I attended my first VMworld two years ago in Las Vegas, at The Venetian. With the focus on enterprise end users, it was only by fluke that I noticed a channel breakout happening across the street at the Wynn, and braved the desert heat to make it over in time for the partner keynote.
At the keynote, then VMware co-president introduced the company’s first-ever channel chief, Scott Aronson. An internal hire and VMware veteran without a great deal of channel experience, Aronson took on the newly-created role of senior vice-president, global channels and alliances. While the vendor wasn’t new to the channel by any means – 85 per cent of its revenue today is indirect, so they’re clearly doing something right — one did get the sense they were starting from scratch in some regards. The talk was on simplification, on bringing together all the assets of a fragmented channel program into one group, streamlining contracts and investing in education.
Two years later, Aronson is gone – he’s now running worldwide field operations at Pivotal – and at this year’s VMworld partner keynote and my conversations with executives, I got the sense that, in many regards, VMware is starting over once again.
Part of that may be driven by a recent influx of experienced channel executives into VMware’s channel leadership ranks. At the top is Dave O’Callaghan, who came onboard in May as the new global channel chief. He spent years in senior channel positions at Cisco Systems, a vendor that knows what it’s doing in the channel. Other recent hires to the channel team include HP-veteran Frank Rauch as Americas channel chief, Toni Adams from Symantec to run global partner and alliance marketing, and Andy Banks, late of Cisco and Comstor, to run global distribution.
The messaging about program overhaul was similar to what I heard in 2011, but this time, I have more of a sense that they mean it, and have the team to back it up. New rules of engagement were released, which is always an important starting-point. Deal registration is getting faster. VMworld’s enablement team will work more closely with partners for one seamless selling motion.
That’s all tweaking, though. O’Callaghan and the other executives indicated a much wider overhaul is coming. Programs are too disparate and siloed by partner type (again, shades of 2011). There must be more commonality, from program tiers to support, while still letting partners differentiate and recognize that different kinds of partners have different needs.
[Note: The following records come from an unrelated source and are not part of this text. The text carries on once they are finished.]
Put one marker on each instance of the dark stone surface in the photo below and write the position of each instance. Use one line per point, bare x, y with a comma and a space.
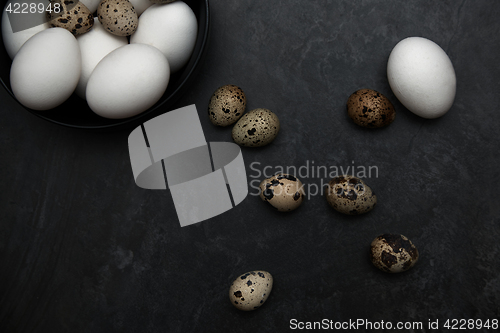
83, 249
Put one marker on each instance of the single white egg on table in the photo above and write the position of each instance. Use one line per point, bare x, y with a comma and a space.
128, 81
46, 69
95, 45
422, 77
14, 40
172, 28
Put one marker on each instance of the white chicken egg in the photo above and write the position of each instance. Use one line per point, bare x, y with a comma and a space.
128, 81
95, 45
422, 77
172, 28
14, 40
46, 69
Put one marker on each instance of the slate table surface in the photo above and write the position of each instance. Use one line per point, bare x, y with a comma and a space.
83, 249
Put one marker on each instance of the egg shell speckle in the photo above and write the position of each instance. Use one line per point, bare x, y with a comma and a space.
283, 192
74, 17
250, 290
369, 108
393, 253
350, 195
257, 128
162, 1
227, 105
118, 17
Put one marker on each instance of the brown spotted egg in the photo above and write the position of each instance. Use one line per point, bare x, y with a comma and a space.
257, 128
350, 195
118, 17
226, 105
393, 253
250, 290
369, 108
283, 192
74, 16
162, 1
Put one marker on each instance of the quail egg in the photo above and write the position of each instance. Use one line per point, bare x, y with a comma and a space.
257, 128
227, 105
369, 108
118, 17
393, 253
350, 195
250, 290
283, 192
74, 16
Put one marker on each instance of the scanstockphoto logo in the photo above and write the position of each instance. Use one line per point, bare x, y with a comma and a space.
209, 178
314, 177
205, 179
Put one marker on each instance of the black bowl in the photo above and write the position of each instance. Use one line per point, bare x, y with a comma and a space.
75, 112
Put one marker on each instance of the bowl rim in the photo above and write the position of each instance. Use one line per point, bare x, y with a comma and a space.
148, 114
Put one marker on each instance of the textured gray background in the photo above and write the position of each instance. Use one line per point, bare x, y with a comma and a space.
82, 249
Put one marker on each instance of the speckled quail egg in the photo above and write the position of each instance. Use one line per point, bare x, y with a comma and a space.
74, 16
350, 195
257, 128
162, 1
226, 105
393, 253
250, 290
118, 17
283, 192
369, 108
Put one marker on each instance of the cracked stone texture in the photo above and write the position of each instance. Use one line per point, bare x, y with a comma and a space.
85, 250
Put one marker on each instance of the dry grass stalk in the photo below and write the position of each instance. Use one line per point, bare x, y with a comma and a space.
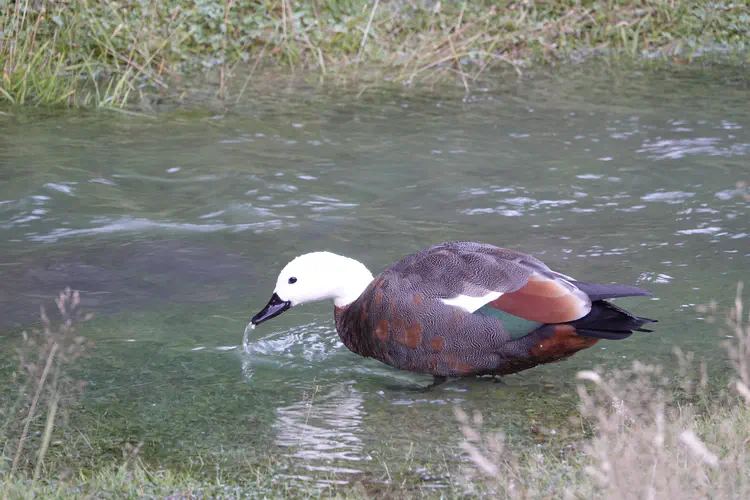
647, 444
42, 361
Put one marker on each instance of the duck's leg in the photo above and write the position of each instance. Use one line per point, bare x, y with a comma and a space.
436, 381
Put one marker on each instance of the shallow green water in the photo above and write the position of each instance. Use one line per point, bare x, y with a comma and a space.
174, 228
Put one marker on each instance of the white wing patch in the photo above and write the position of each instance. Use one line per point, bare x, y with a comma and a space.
471, 304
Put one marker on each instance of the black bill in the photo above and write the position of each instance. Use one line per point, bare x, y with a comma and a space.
274, 307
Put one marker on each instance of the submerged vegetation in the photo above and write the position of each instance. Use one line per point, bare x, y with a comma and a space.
105, 53
640, 433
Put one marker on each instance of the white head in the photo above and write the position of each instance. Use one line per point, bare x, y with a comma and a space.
316, 276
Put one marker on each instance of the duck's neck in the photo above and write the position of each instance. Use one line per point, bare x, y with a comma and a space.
354, 277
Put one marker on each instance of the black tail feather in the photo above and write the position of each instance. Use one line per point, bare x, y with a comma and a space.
598, 291
607, 321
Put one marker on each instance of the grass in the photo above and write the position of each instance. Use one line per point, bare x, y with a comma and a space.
640, 434
105, 53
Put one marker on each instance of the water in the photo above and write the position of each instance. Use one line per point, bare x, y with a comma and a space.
175, 226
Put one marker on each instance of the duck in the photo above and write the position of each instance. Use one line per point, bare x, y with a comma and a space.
457, 309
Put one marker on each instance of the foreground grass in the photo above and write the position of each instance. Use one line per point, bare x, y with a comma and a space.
105, 52
645, 435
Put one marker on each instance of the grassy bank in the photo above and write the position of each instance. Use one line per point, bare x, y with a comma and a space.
640, 433
106, 53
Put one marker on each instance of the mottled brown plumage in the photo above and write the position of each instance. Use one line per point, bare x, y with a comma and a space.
401, 320
458, 309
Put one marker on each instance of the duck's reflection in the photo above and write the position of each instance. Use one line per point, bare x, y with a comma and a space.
321, 434
324, 425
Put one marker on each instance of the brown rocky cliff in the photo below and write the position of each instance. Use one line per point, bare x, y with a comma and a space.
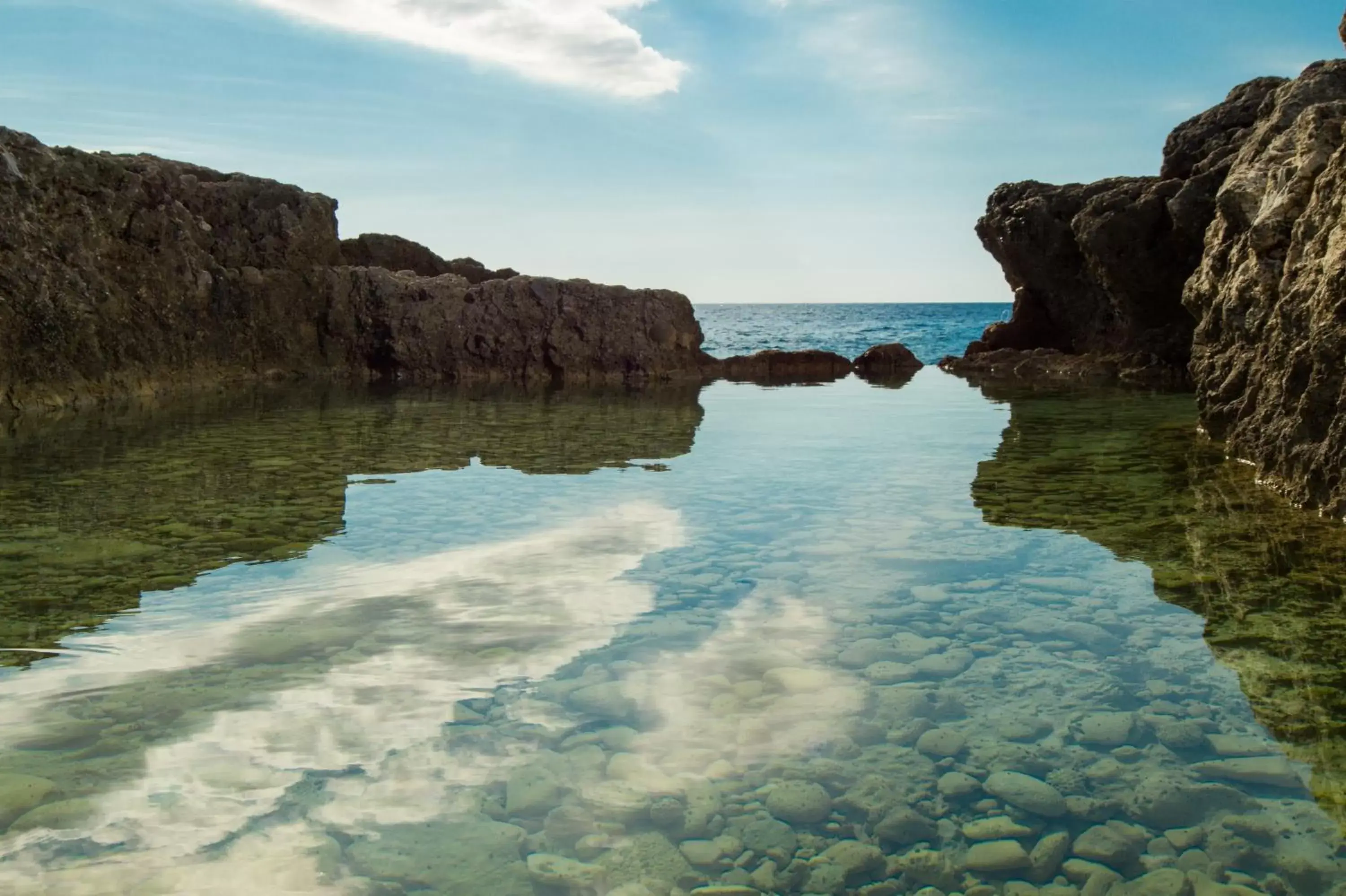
1099, 270
131, 274
399, 253
1270, 352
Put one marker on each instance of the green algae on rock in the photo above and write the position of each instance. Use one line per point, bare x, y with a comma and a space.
1127, 471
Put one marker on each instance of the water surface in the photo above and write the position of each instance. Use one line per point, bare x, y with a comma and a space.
796, 641
931, 330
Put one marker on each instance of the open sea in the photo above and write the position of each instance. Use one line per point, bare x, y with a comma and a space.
931, 330
852, 639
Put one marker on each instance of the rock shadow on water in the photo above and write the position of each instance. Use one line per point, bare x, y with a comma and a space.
323, 709
99, 508
1128, 471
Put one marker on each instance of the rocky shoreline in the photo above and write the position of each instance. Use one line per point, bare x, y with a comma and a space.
1221, 275
135, 275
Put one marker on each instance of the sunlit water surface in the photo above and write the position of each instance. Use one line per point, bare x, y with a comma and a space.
548, 645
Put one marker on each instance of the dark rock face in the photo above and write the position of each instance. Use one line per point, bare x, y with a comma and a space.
531, 329
892, 365
1270, 352
1127, 470
1052, 365
399, 253
134, 274
1099, 270
773, 368
890, 358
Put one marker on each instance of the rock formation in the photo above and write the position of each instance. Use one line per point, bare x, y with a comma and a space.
773, 368
134, 274
1128, 471
1099, 270
1244, 226
399, 253
1270, 353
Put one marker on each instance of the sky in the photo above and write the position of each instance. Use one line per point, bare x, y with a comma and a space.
731, 150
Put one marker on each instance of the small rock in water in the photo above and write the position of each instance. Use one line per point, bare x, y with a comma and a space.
1023, 730
700, 852
996, 856
945, 665
1027, 793
995, 828
558, 871
959, 785
799, 802
1106, 730
1166, 882
905, 825
941, 742
1240, 746
854, 857
799, 681
532, 790
770, 835
1274, 771
606, 701
1181, 735
912, 648
1115, 844
866, 653
19, 794
1048, 855
890, 673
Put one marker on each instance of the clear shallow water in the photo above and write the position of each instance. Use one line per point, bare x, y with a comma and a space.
931, 330
789, 639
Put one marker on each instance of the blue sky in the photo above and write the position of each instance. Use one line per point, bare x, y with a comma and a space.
733, 150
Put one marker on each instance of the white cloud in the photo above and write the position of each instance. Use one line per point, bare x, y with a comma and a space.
575, 43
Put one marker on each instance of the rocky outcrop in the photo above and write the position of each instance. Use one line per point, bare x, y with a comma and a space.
774, 368
1099, 270
134, 274
886, 360
1128, 471
1270, 350
892, 365
399, 253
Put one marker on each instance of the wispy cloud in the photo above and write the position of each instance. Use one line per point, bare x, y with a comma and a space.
574, 43
869, 45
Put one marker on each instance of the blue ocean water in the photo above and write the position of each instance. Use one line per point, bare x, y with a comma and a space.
931, 330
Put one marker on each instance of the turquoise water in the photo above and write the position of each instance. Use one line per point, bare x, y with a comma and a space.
931, 330
726, 642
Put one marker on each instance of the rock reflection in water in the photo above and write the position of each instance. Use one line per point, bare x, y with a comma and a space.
349, 668
800, 661
1127, 471
96, 509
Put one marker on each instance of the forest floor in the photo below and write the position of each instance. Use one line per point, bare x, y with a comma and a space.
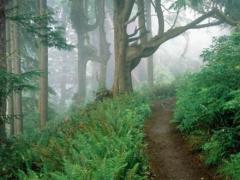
171, 158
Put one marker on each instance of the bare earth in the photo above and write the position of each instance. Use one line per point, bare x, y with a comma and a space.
170, 157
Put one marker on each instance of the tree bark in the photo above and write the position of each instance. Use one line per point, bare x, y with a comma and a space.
82, 69
103, 46
3, 67
150, 69
122, 75
43, 66
17, 95
9, 50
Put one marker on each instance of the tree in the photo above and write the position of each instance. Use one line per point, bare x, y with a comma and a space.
150, 68
3, 67
16, 68
80, 21
131, 48
43, 64
103, 45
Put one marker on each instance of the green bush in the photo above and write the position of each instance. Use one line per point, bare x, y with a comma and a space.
231, 168
208, 101
102, 141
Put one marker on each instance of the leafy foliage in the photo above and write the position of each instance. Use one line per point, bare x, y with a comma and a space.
208, 102
102, 141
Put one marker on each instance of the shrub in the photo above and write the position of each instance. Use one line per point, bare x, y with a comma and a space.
102, 141
208, 101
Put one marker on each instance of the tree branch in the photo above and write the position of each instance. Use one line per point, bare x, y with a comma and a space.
147, 49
Consistency, profitability and predictability seems to be their mantra. Value, not volume, and so forth.
Beyond that though, they couldn’t go into too much detail. I get the sense that the changes are still in flux, and aren’t yet fully baked. This could be good for partners – get in touch with VMware and make your wishes for what the new program should look like known now.
It seems like much the same challenge VMware laid out two years ago. Hopefully its new team will be able to pull it off. We’ll see in February, at Partner Exchange.